Fabien Roger comments on Auditing LMs with counterfactual search: a tool for control and ELK

Fabien Roger 22 Feb 2024 17:11 UTC
2 points
0
I think what you’re saying about modifying samples is that we have a dense reward here, i.e. logP(x’|x) - logP(x’), that can be cheaply evaluated for any token-level change? This makes exploration faster compared to the regular critique/debate setting where dense rewards can only be noisily estimated as e.g. in an advantage function.
This is not what I meant. Regularization terms (e.g. KL divergence) are almost always dense anyway. I was pointing out that you have the classic RL problem of only having one “real” reward information (y’|x’) per trajectory.

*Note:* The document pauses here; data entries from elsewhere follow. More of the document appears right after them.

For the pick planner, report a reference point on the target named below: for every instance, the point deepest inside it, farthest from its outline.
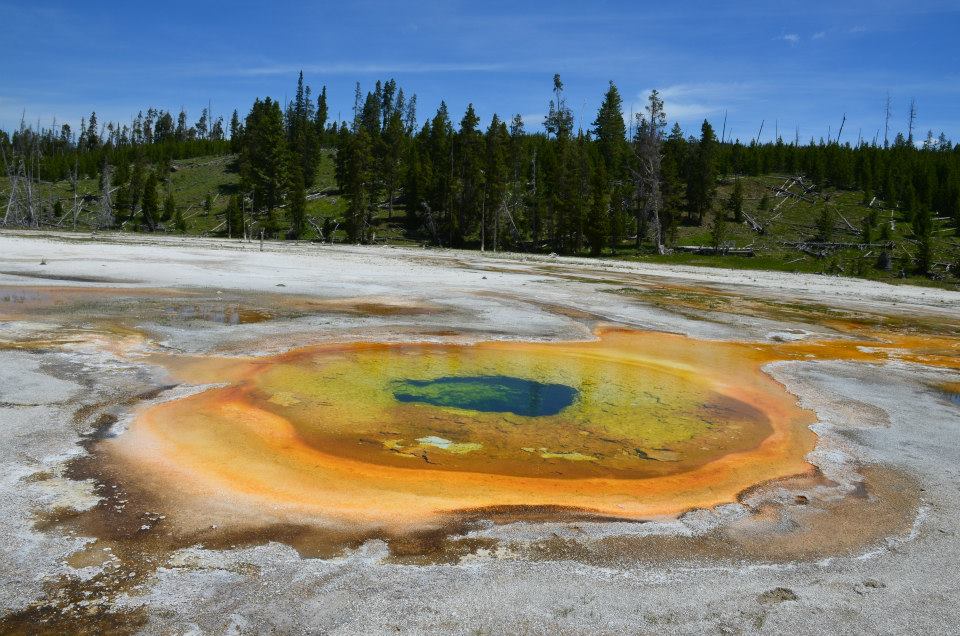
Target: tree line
(460, 183)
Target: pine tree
(264, 157)
(150, 206)
(495, 179)
(735, 202)
(320, 119)
(559, 120)
(169, 208)
(610, 131)
(297, 205)
(236, 133)
(718, 232)
(598, 218)
(469, 158)
(702, 176)
(923, 233)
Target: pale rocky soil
(888, 417)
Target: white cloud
(532, 120)
(353, 69)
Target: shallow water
(634, 424)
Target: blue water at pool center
(489, 394)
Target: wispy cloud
(686, 102)
(351, 69)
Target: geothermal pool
(630, 425)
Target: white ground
(908, 584)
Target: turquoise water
(488, 393)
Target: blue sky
(793, 64)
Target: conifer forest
(886, 206)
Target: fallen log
(703, 249)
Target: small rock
(777, 595)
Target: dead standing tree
(648, 151)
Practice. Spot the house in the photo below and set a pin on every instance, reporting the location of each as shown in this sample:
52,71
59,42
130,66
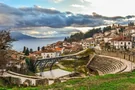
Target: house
98,37
121,42
49,54
129,31
88,43
110,36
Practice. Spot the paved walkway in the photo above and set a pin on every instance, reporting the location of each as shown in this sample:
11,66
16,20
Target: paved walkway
130,65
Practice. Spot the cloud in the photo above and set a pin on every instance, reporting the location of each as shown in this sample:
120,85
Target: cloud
78,6
57,1
83,1
38,16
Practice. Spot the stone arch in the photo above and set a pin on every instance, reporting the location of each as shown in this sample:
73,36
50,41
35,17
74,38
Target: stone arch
27,82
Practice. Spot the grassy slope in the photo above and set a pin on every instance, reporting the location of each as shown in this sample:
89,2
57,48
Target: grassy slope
124,81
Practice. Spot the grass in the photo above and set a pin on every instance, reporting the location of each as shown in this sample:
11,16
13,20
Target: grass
125,81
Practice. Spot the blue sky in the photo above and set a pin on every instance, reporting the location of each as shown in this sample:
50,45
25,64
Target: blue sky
104,7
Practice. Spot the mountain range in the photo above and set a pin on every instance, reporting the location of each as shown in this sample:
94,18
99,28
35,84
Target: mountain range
37,16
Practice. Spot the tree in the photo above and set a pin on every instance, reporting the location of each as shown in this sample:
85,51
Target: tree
43,48
27,52
38,48
5,46
31,50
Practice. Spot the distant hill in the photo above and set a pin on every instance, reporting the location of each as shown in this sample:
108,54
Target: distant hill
19,36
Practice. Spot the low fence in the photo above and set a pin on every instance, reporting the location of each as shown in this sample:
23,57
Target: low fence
122,55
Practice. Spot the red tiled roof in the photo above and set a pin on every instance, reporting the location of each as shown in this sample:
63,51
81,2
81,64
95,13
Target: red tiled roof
58,49
121,38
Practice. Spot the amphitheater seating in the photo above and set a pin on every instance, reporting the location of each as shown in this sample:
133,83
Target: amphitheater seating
106,65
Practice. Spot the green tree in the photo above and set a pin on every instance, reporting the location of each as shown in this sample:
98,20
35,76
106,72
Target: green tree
43,48
24,49
27,52
5,46
31,50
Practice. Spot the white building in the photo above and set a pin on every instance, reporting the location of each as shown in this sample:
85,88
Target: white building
121,43
49,54
88,43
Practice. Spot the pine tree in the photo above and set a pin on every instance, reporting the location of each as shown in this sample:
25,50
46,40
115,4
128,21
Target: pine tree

About the ontology mismatch stuff, I think the core idea is not logP(x’|x) - logP(x’), but the idea about how you use sample-level exploration to spot contradictions and use that to update the predictor of y. I think this is a potentially cool and under-explored idea (though I’m not sure if it is applicable beyond the kind of “near-miss false negative results” from your code example). A follow-up post I would find very interesting would flesh out exactly how this training works, detail a broader range of situations where it is useful, and demonstrate that it works in a toy setting.
- Jacob Pfau 22 Feb 2024 19:48 UTC
  1 point
  0
  Parent
  Ah I see, you’re right there.
  
  Agreed that a lot will hinge on the training details working out. I plan to look into this.